The hard part is getting the Macintosh ROM, Apple made System 7.X available for free, but getting the ROM is hard. You'd need access to a 68K Mac and a floppy drive to copy the ROM to and copy it over to a modern computer using a USB floppy drive and only the 1.44M format is supported not the 880K format. Some ROMs are on the Internet and I won't link to them for piracy issues, but they should be found via web searches.

In the case of SheepShaver at least, there’s a Mac ROM that can be extracted from a freely available Mac OS update that works just fine. Not sure of the legality of that, but it’s got to be better than downloading ROMs of Macs you don’t own.
There was once an Apple Development CD that was given out with all sorts of Mac ROMs and System install files and other things. I used to have a copy of it but lost it.

I think it was given out before Steve Jobs came back to Apple. It was at a developer conference. They wanted developers to support the Macintosh at a time when Apple was struggling financially. The files on the CD could be used with emulators so they could get more Mac developers that way.

I remember people well selling copies of that CD online for a while. Then it ended up on The Pirate Bay before it was taken down or lost seeders.

That sounds like the Macintosh "Legacy Recovery" CD. You can still find copies floating around the web.
Actually for years if you were a registered developer (which cost ~$500/year iirc) you got a monthly CD-ROM and issue of develop magazine (which was very good). The CD-ROMs periodically had archives of pretty much every major stable OS release (along with the current and bleeding edge releases, developer tools, and an On Location free text retrieval index that worked better than Spotlight does now).
AOL was a garden with a picket fence. Old people remember the predecessors to aol -- Prodigy (an IBM/cbs/Sears joint venture!) and CompuServe.

Aol brought the Internet to the masses.

You forgot GEnie. :)
QuantumLink for life. (Actually, I couldn't afford QuantumLink and used bulletin boards, instead.)
because most people are not explorers. They want a packaged tour.

Most people presented with a blinking ftp or gopher or even browser address prompt, stare and blink right back. At a total loss what to do, at a loss to even figure out what the need to do to start learning what they could do. But given a brightly colored display of few constrained, familiar options (weather, celebrity gossip, sports, etc) they can ingest and start to learn new medium.

Distribution is a big reason. Distribution hasn't become a protocol and won't for the foreseeable future. Medium shows folks really want to be heard above all else and will trade a lot for distribution.
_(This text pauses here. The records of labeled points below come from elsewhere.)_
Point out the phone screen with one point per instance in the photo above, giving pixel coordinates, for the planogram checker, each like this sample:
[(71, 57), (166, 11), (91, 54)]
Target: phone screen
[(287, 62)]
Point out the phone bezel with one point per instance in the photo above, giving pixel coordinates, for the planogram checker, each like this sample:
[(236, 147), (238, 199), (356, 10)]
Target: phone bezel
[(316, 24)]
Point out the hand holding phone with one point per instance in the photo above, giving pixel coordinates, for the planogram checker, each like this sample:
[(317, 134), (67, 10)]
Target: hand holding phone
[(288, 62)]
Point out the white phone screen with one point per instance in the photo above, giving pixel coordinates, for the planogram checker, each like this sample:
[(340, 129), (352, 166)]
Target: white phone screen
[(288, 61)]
Google and Seo was a good hope but Seo takes a long time. A good medium post can get blown up in a day.

We all have living rooms. We can all go to the store and buy liquor. And yet... So many of us would rather go line up to get into a bar and pay outrageous prices for liquor... Because those places are more crowded than our living rooms.
Because ISPs have made it damn hard to run servers on on consumer connections.

This is particularly a port-web phenomena, as now everyone expects to do everything via the web. And it is quite a bit more connection straining than say IRC.

People don't care about freedom?
I think (at least hope) people do care about freedom, but they're just not even aware that freedom is an option. So we should at least try to educate them about the option of freedom.

I believe a lot of people aren't aware that with AOL internet, you could run a web browser while connected and have access to the normal www. That was the case in the early 2000's - was it different before then?